Ask Slashdot: When and How Did Europe Leapfrog the US For Internet Access?
New submitter rsanford, apropos of today's FCC announcement about what is officially consided "broadband" speed by that agency, asks In the early and middle 90's I recall spending countless hours on IRC 'Trout-slapping' people in #hottub and engaging in channel wars. The people from Europe were always complaining about how slow their internet was and there was no choice. This was odd to me, who at the time had 3 local ISPs to choose from, all offering the fastest modem connections at the time, while living in rural America 60 miles away from the nearest city with 1,000 or more people. Was that the reality back then? If so, what changed, and when?

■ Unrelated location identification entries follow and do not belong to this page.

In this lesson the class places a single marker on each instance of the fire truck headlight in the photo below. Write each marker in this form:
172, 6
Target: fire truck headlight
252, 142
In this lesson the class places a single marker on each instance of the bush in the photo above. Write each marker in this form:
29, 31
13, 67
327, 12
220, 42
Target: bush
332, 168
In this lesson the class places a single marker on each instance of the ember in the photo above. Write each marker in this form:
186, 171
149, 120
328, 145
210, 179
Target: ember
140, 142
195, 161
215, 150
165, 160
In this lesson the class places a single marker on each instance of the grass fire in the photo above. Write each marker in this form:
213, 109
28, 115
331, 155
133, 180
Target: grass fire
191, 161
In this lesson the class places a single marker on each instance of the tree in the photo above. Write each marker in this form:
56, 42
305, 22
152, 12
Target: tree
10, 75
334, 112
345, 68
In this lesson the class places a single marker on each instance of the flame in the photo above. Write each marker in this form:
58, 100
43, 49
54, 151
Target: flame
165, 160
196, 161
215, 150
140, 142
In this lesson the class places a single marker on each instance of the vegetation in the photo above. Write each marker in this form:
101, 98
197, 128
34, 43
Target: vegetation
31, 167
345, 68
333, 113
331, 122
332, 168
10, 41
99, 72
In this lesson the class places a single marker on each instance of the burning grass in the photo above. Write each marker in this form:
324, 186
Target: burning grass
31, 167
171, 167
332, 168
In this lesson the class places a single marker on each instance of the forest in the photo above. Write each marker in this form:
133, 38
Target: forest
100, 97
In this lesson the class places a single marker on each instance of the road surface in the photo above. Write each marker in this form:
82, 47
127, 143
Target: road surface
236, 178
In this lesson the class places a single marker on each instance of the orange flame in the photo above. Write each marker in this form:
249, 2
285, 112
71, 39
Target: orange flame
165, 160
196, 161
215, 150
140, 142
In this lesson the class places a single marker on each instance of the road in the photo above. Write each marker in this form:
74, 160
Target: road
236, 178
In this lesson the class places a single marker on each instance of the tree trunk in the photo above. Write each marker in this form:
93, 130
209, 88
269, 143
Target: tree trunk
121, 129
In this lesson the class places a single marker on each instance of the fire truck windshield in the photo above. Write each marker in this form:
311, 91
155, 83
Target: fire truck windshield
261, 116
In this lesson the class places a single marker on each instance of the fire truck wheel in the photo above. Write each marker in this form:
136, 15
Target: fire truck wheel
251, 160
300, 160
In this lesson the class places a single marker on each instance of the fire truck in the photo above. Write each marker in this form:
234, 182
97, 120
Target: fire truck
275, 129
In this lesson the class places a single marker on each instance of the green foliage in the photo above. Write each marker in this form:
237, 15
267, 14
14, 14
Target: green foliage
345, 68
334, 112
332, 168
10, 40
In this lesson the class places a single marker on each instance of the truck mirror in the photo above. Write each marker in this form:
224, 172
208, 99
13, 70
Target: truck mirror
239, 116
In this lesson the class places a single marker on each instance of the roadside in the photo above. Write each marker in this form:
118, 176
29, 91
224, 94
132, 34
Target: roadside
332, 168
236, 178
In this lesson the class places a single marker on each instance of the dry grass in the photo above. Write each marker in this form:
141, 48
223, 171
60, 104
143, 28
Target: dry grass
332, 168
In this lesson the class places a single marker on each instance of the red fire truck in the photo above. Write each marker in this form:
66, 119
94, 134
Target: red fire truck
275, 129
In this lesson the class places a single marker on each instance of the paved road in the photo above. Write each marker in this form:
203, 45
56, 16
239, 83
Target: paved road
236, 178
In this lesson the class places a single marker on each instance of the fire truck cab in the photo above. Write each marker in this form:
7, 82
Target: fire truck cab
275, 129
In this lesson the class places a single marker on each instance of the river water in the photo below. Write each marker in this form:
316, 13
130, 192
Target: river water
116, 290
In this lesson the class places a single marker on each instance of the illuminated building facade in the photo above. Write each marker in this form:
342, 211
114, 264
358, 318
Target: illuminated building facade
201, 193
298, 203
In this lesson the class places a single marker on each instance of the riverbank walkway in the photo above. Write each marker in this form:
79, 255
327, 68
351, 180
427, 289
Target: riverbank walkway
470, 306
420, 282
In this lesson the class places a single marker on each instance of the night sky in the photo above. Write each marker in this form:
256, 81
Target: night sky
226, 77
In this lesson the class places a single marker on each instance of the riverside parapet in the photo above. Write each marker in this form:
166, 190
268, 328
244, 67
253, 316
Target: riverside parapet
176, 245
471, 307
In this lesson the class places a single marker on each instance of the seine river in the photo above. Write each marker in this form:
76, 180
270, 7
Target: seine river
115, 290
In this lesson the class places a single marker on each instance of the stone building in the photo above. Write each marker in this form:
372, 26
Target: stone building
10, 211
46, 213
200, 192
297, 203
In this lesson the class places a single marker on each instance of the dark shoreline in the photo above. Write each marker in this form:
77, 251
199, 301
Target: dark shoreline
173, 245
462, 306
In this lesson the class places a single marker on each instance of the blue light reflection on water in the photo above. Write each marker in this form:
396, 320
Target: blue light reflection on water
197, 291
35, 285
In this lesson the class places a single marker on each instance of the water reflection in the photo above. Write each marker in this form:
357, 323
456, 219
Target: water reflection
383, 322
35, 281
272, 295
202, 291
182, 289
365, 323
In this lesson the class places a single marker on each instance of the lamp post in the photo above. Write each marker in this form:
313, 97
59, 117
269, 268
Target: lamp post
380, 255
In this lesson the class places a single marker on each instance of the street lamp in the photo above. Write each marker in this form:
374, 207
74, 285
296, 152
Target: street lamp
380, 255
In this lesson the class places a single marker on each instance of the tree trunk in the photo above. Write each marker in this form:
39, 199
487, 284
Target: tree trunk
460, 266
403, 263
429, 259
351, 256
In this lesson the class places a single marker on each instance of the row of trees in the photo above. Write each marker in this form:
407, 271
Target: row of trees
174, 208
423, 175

You see, the internet is all about the cloud these days. Most parts of Europe are cloudier than the U.S., ergo, they get better internet access.
In the US we gave our telcos massive tax cuts in the 90s in exchange for fiber rollout. The telcos took the money and ran.
Don't worry I'm sure the market will sort it out...
Thats why you have free market, capitalism and democracy!
In the free world the media isn't government run; the government is media run.
We subsidized something, it turns out it certainly wasn't broadband.
I think you subsidized the bonus payouts to the telco executives...
Don't worry I'm sure the benefits will trickle down through the economy
LOL
In the free world the media isn't government run; the government is media run.
I don't believe you (about the "girlfriend" part, not the "fiber" part).
"[Regarding the 'cloud,'] ownership was what made America different than Russia." -- Woz
According to the commercials I get on my Comcast Xfinity operating system, when the government rolls out fiber networks, it uses baby carcasses to do it and violates hundreds of international non-competition treaties, so we have to leave it up to the telcos or we will all die of autism.